Highlights the swelling immigration from Puerto Rico, Cuba and the Dominican Republic that stretches from the post-World War II years into the early 1960s as the new arrivals seek economic opportunities.

Precious Knowledge

Precious Knowledge

Precious Knowledge reports from the frontlines of one of the most contentious battles in public education in recent memory, the fight over Mexican American studies programs in Arizona public schools. The film interweaves the stories of several students enrolled in the Mexican American Studies Program at Tucson High School with interviews with teachers, parents, school officials, and the lawmakers who wish to outlaw the classes.

Being ñ

Being ñ

Being ñ explores the distinct, shared experience of 16 million people living in the U.S. today called Enyes (n)s. Enyes (n)s are first generation American-born Latinos with at least one parent from a Spanish -speaking country. A central theme of many Enyes' experience growing up in the U.S. is not feeling fully connected with either the mainstream American culture or with the culture of their parent's country of origin.

Voces Americanas: Latino Literature in the United States

Barbacoa para Cumpleaños, by Carmen Lomas Garza, 1993.

For more than three decades, a literary renaissance has been going on in the United States. Through poetry, prose and drama, Latino authors illuminated the American experience for Spanish-speaking peoples whose ancestry goes back to Latin American lands. Voces Americanas: Latino Literature in the United States introduces this vibrant literature and many facets of Latino culture.

Bilingualism & Spanglish in the U.S.

Bilingualism & Spanglish Exhibit

The Spanish and Portuguese department, its student association (SELACH), and MA Spanish students from San Diego State, University present an exploration of bilingualism and Spanglish in the United States. The exhibit includes information on the role that Spanglish plays in today’s society, its influence in forming Hispanics/Latinos’ sense of identity, and attitudes towards bilingual behavior such as code-switching. It also provides current demographic information of Spanish in the US, myths and fears about bilingualism. This exhibit is located on the 2nd floor of the Oceanside Campus Library and will run until the end of October.

Pictured: Claudia Woodard, Spanish Lecturer at Mira Costa College & San Diego State University with Dr. Alfredo Urzua, Associate Professor, Department of Spanish & Portuguese at San Diego State University.

 

Spanish in the U.S.

A report published by the Instituto Cervantes indicates that there are an estimated 52.6 million people in the U.S. who can speak Spanish, which is second only to Mexico’s 121 million.
NY Post

Latinos are the fastest-growing ethnic group in the country, accounting for 53% of U.S. population growth.
Statista

 

What is Spanglish?

The words 'English' and 'Spanish' coming out of the same mouth.

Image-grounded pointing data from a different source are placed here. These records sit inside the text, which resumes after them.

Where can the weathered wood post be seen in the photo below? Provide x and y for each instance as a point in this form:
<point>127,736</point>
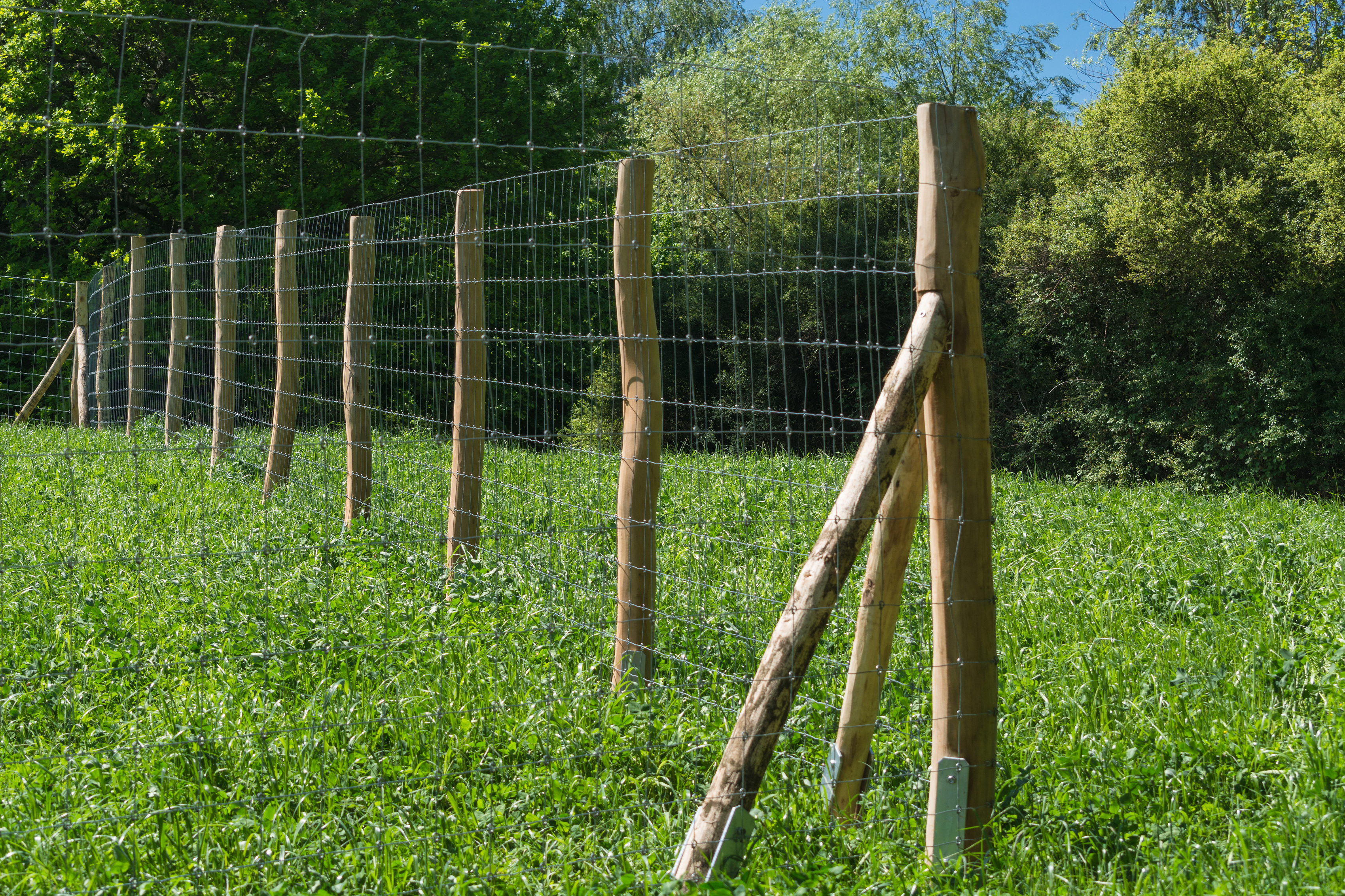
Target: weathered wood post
<point>177,335</point>
<point>805,617</point>
<point>100,374</point>
<point>288,345</point>
<point>360,299</point>
<point>642,422</point>
<point>957,414</point>
<point>136,333</point>
<point>47,378</point>
<point>464,501</point>
<point>876,621</point>
<point>226,329</point>
<point>80,378</point>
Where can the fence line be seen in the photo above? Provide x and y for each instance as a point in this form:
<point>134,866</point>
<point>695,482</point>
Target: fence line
<point>708,340</point>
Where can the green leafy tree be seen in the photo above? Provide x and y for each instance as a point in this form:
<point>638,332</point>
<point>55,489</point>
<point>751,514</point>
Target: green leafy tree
<point>1183,275</point>
<point>151,127</point>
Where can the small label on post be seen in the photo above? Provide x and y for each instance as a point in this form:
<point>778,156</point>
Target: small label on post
<point>950,808</point>
<point>830,771</point>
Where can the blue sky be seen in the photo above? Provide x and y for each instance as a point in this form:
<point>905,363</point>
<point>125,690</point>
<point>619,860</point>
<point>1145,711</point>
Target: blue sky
<point>1060,13</point>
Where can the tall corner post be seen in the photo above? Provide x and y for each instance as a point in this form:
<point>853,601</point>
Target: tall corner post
<point>226,331</point>
<point>470,365</point>
<point>136,333</point>
<point>356,360</point>
<point>177,335</point>
<point>766,709</point>
<point>642,439</point>
<point>288,345</point>
<point>80,378</point>
<point>957,415</point>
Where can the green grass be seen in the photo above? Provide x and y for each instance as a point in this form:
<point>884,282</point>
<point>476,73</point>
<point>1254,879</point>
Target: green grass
<point>205,693</point>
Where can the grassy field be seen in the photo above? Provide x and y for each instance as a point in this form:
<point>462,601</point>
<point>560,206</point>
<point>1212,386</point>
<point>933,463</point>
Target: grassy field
<point>204,693</point>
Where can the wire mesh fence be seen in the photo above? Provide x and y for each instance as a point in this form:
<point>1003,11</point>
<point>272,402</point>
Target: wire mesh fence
<point>36,318</point>
<point>222,679</point>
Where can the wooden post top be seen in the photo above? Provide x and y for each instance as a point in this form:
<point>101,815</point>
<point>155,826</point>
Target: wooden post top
<point>949,210</point>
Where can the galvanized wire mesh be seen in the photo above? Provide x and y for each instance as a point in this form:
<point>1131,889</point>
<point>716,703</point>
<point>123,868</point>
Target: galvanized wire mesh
<point>218,689</point>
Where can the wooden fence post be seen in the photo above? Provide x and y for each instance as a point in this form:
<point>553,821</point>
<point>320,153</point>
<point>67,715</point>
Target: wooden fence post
<point>464,501</point>
<point>876,621</point>
<point>136,333</point>
<point>288,345</point>
<point>965,671</point>
<point>100,377</point>
<point>226,329</point>
<point>642,439</point>
<point>360,293</point>
<point>47,378</point>
<point>177,335</point>
<point>805,617</point>
<point>80,376</point>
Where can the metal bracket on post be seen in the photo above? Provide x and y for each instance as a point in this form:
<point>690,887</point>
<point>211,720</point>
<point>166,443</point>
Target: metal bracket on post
<point>732,848</point>
<point>832,770</point>
<point>733,845</point>
<point>633,671</point>
<point>950,808</point>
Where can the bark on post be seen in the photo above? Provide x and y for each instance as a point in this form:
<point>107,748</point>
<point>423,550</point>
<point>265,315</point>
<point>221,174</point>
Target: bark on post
<point>464,501</point>
<point>177,335</point>
<point>880,605</point>
<point>100,376</point>
<point>360,298</point>
<point>957,414</point>
<point>29,407</point>
<point>288,345</point>
<point>136,333</point>
<point>805,617</point>
<point>226,329</point>
<point>642,418</point>
<point>80,378</point>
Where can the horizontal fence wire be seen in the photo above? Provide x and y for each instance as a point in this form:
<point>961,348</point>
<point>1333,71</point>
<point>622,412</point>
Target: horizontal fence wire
<point>216,686</point>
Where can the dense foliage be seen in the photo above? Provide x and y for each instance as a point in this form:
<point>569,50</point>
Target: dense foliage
<point>1161,275</point>
<point>144,174</point>
<point>1169,288</point>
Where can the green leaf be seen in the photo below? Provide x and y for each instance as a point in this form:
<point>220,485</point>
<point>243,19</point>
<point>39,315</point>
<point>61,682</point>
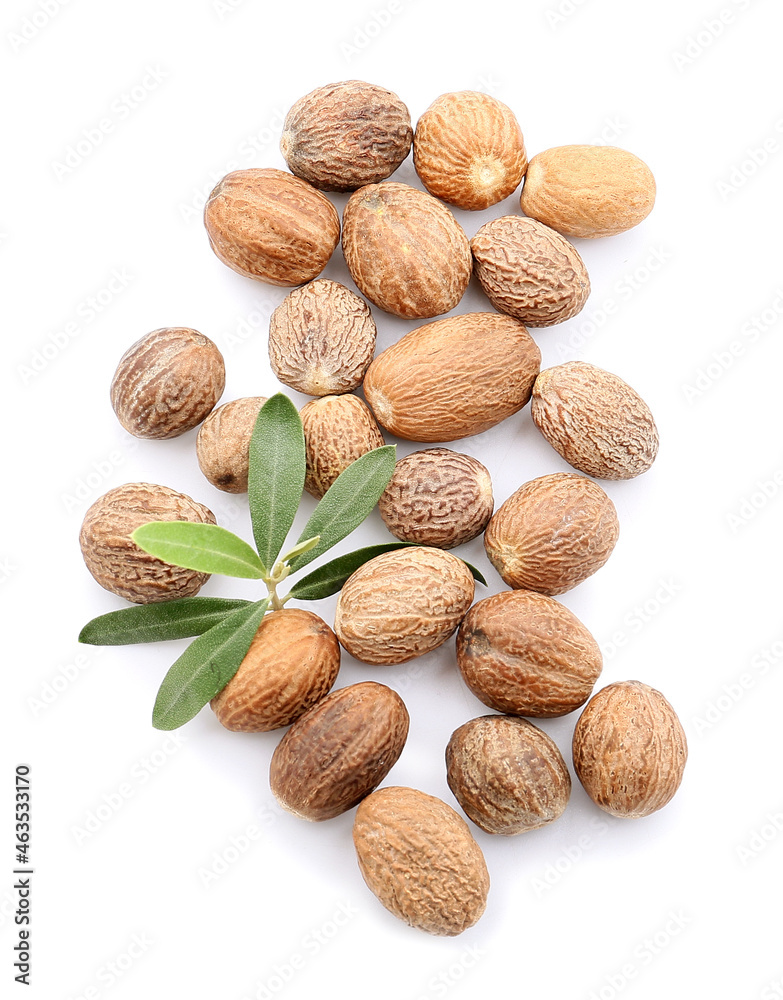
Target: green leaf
<point>202,547</point>
<point>348,501</point>
<point>154,622</point>
<point>206,666</point>
<point>276,476</point>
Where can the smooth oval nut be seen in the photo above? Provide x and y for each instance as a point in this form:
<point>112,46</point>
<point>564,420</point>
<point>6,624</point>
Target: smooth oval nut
<point>419,858</point>
<point>524,653</point>
<point>629,749</point>
<point>339,751</point>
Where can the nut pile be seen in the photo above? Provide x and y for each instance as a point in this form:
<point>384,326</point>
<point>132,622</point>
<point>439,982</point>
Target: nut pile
<point>521,652</point>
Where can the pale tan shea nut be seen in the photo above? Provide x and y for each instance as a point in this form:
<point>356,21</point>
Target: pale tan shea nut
<point>524,653</point>
<point>453,378</point>
<point>629,749</point>
<point>402,604</point>
<point>588,191</point>
<point>223,443</point>
<point>437,497</point>
<point>595,421</point>
<point>167,383</point>
<point>321,339</point>
<point>339,751</point>
<point>419,858</point>
<point>552,533</point>
<point>507,774</point>
<point>269,225</point>
<point>344,135</point>
<point>114,559</point>
<point>291,665</point>
<point>468,150</point>
<point>529,271</point>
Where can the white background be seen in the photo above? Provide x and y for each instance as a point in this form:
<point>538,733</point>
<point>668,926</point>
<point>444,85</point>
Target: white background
<point>689,601</point>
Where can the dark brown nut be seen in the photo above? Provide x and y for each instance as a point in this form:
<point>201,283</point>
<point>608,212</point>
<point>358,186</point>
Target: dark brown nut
<point>405,250</point>
<point>271,226</point>
<point>345,135</point>
<point>468,150</point>
<point>402,604</point>
<point>453,378</point>
<point>437,497</point>
<point>629,749</point>
<point>339,751</point>
<point>114,559</point>
<point>595,421</point>
<point>291,665</point>
<point>321,339</point>
<point>223,443</point>
<point>552,534</point>
<point>338,430</point>
<point>418,857</point>
<point>526,654</point>
<point>167,383</point>
<point>529,271</point>
<point>507,774</point>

The term Spanglish causes many debates and controversies. It is often used to describe a variety of Spanish spoken in the United States. Many consider it a derogatory term, while others believe it reflects, for better or worse, the experience of many Hispanics/Latinos in the US. It is certainly a mixing of Spanish and English, which has been referred to as ‘a hybrid’, ‘mestizaje’, and ‘fusion’.

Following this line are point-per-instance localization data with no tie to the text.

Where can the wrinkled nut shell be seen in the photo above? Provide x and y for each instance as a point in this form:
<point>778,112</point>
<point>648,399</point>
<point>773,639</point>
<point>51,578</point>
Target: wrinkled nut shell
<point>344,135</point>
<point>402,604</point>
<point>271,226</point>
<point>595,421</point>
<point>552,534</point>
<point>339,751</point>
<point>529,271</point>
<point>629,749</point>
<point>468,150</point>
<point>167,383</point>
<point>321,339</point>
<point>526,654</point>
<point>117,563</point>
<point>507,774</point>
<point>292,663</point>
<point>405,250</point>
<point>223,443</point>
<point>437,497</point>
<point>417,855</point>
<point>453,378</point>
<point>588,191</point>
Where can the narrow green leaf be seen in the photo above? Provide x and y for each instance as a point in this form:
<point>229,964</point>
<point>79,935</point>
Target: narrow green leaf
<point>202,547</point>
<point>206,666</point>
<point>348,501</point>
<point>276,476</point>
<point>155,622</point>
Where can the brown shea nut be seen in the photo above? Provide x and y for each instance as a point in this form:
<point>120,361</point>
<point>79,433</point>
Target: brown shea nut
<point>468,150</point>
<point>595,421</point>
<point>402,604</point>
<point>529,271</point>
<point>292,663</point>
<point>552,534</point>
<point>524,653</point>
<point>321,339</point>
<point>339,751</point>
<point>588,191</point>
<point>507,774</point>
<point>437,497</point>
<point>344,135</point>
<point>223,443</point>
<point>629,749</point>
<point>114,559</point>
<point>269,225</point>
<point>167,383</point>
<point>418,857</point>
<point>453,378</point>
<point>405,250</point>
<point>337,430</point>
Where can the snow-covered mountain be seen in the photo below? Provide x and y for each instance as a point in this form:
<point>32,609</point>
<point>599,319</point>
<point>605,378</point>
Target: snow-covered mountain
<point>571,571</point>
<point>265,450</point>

What is known as Spanglish is characterized, mainly, by code-switching and lexical borrowings or adaptations. The term Spanglish can also be found in discussions of identity in rela-tion to Spanish-speakers in the US.

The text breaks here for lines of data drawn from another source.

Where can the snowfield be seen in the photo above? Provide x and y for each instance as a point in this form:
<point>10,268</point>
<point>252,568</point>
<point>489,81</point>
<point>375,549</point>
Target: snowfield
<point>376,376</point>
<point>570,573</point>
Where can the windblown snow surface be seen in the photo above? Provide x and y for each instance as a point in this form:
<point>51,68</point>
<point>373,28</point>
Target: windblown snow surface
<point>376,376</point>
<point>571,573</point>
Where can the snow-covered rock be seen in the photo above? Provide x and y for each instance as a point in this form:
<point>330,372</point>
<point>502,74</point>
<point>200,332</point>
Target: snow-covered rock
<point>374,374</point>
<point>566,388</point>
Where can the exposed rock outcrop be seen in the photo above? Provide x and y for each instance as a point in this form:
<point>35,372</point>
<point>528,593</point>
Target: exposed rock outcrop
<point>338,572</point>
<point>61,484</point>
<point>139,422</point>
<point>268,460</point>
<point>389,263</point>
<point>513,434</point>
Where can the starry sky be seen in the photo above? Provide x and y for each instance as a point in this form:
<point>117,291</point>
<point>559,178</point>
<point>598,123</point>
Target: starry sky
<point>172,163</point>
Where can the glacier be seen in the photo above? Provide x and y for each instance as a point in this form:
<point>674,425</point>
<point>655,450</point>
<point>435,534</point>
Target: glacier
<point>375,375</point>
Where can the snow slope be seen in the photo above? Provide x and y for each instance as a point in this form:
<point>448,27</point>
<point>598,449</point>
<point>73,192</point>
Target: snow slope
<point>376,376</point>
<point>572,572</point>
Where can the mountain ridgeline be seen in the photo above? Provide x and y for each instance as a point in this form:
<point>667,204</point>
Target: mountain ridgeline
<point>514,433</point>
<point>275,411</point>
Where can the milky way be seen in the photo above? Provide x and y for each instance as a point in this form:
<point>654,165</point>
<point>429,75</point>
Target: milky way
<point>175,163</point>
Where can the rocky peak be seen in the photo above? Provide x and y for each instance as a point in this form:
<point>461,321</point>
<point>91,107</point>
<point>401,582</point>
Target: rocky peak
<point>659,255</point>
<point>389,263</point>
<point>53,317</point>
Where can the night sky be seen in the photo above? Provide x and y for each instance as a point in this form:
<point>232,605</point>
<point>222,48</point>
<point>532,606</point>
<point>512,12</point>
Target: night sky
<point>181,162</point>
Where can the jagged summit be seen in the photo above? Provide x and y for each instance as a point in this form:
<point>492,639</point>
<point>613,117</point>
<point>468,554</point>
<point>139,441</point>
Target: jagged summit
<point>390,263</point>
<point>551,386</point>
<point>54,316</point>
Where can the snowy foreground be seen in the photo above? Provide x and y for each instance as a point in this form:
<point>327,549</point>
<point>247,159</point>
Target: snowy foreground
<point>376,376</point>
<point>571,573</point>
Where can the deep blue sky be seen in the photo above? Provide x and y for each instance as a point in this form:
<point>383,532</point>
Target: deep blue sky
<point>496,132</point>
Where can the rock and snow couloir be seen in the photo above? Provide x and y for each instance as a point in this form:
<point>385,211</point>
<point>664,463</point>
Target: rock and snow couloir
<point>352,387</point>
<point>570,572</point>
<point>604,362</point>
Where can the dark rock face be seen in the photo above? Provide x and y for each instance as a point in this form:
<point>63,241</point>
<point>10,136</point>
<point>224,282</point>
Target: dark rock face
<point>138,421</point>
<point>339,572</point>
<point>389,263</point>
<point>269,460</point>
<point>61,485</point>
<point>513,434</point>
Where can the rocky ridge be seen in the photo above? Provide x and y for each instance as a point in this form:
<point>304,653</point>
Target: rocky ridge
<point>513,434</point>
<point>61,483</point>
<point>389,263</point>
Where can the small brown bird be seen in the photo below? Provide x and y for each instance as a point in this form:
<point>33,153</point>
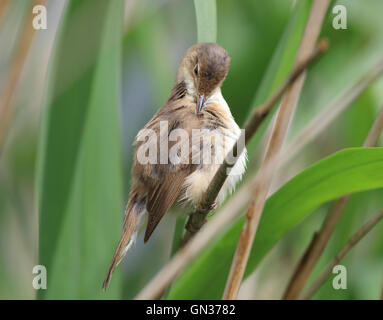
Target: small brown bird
<point>179,166</point>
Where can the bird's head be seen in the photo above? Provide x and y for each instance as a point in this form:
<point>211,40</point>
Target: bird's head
<point>203,68</point>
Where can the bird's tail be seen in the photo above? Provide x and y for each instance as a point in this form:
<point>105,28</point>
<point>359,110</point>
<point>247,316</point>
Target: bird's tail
<point>133,214</point>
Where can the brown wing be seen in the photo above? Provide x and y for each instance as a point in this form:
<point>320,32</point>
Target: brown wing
<point>161,197</point>
<point>164,182</point>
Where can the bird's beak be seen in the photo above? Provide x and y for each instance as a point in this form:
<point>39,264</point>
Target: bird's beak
<point>200,102</point>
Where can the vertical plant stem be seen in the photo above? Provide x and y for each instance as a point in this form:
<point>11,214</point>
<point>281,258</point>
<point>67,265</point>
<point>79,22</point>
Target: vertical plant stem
<point>265,175</point>
<point>320,239</point>
<point>367,227</point>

Spanglish is NOT a random mixing of Spanish and English. It is also not ‘mock Spanish’ or invented Spanish, nor bad or poor translations which, unfortunately, are often found in public places.

What is Code-switching?

Code-switching occurs when bilinguals substitute a word or phrase in one of their languages with a phrase or word from the other language.
-Heredia, Brown, & Jeffrey (2005). Routledge Encyclopedia of Linguistics. Routledge.

Code-switching is very common among Spanish-English bilinguals in the US. Unfortunately, many people think that code-switching reflects a lack of competence in the languages used. However, many linguistic studies have revealed that, in order to code-switch competently and fluently, it is necessary to have high levels of proficiency in both languages!